Tentang Kami
Direktorium Konferensi Waligereja Indonesia, Bab I, Pasal 57 menjelaskan tujuan dan fungsi Komisi Kateketik sebagai berikut:
Tujuan:
Membantu Waligereja membuat kebijakan dalam bidang katekese dan merencanakan, melaksanakan serta mengkoordinasikan kegiatan-kegiatan kateketik pada tingkat nasional.
Fungsi:
a. Memantau dan mempelajari situasi masyarakat dan perkembangan sebagai konteks kegiatan katekese dan berdasarkan situasi itu mengangkat dan menarik pelbagai kebijakan di bidang katekese
untuk disampaikan kepada:
* KWI dan instansi lain yang memerlukan
* Komisi-komisi kateketik di keuskupan;
b. Menggalakkan kegiatan katekese yang sudah menjadi kebijakan KWI dalam pelbagai bentuknya dengan pelbagai cara dalam kerjasama dengan pelbagai pihak:
* Mengusahakan peningkatan mutu Pelajaran Agama Katolik di SD, SMP, SMA, SMK dan Perguruan Tinggi dengan mengadakan kurikulum, buku-buku pegangan dan buku-buku pendampingan;
* Menggalakkan kegiatan bina iman di keuskupan-keuskupan;
* Menggerakkan kegiatan katekese umat dengan mengadakan buku-buku dan sarana-sarana yang bermanfaat.
c. Membangun kerjasama:
* Komisi Kateketik KWI berusaha untuk membangun kerjasama yang erat dengan KomKat-KomKat Keuskupan dengan saling memberikan informasi dan saling mendukung dalam kegiatan katekese.

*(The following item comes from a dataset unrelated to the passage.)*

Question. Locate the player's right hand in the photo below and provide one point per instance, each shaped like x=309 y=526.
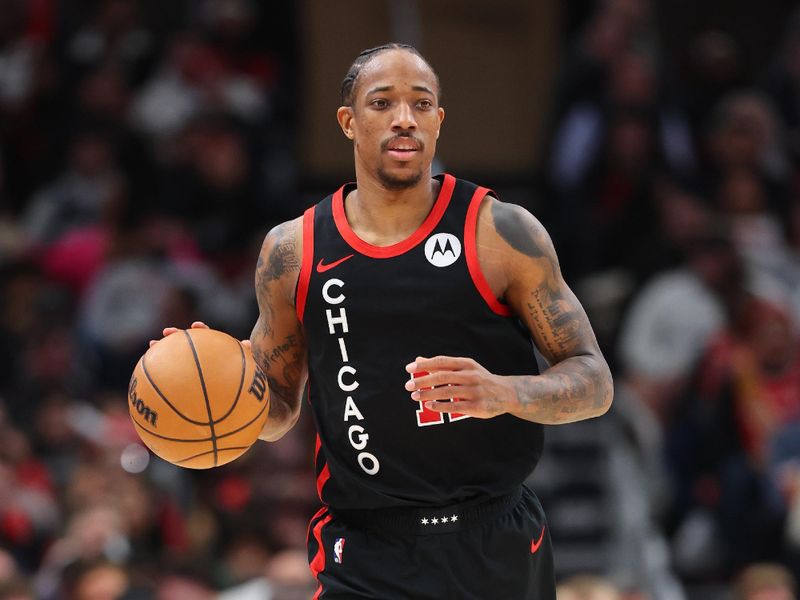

* Melancarkan hubungan antar KomKat se-tanah air;
* Menjalin kerjasama dengan komisi-komisi lain di KWI, lembaga-lembaga lain serta pemerintah dalam bidang kegiatan katekese;
* Mengusahakan hubungan dan bantuan dari luar negeri yang bisa membantu kegiatan katekese di Indonesia.
* Membangun kerjasama dengan lembaga-lembaga Pendidikan Tinggi bidang Kateketik yang berada di bawah naungan Departemen terkait.
d. Mengadakan kunjungan-kunjungan animasi kedaerah-daerah.
e. Memikirkan dan mengusahakan perbaikan menyangkut identitas, peranan/posisi serta kesejahteraan para katekis di tanah air.
f. Menyelenggarakan sidang untuk:
* Mendapatkan masukan serta berbagai pengalaman dalam karya katekese;
* Membahas permasalahan serta menentukan kebijakan-kebijakan dalam kaitannya dengan katekese;
* Membentuk kelompok kerja, kalau ada kegiatan khusus.
g. Memprakarsai lokakarya serta pertemuan kateketik tingkat nasional dan mendorong pertemuan kateketik di tingkat region atau provinsigerejawi;
h. Mengusahakanpenerbitanbuku-buku yang bermanfaatdan imprimatur untukbuku-bukuitu, kalaudianggapperlu;
i. Mendokumentasikan bahan-bahan dan hasil-hasil kegiatan pelajaran agama di semua jenjang pendidikan dan katekese umat.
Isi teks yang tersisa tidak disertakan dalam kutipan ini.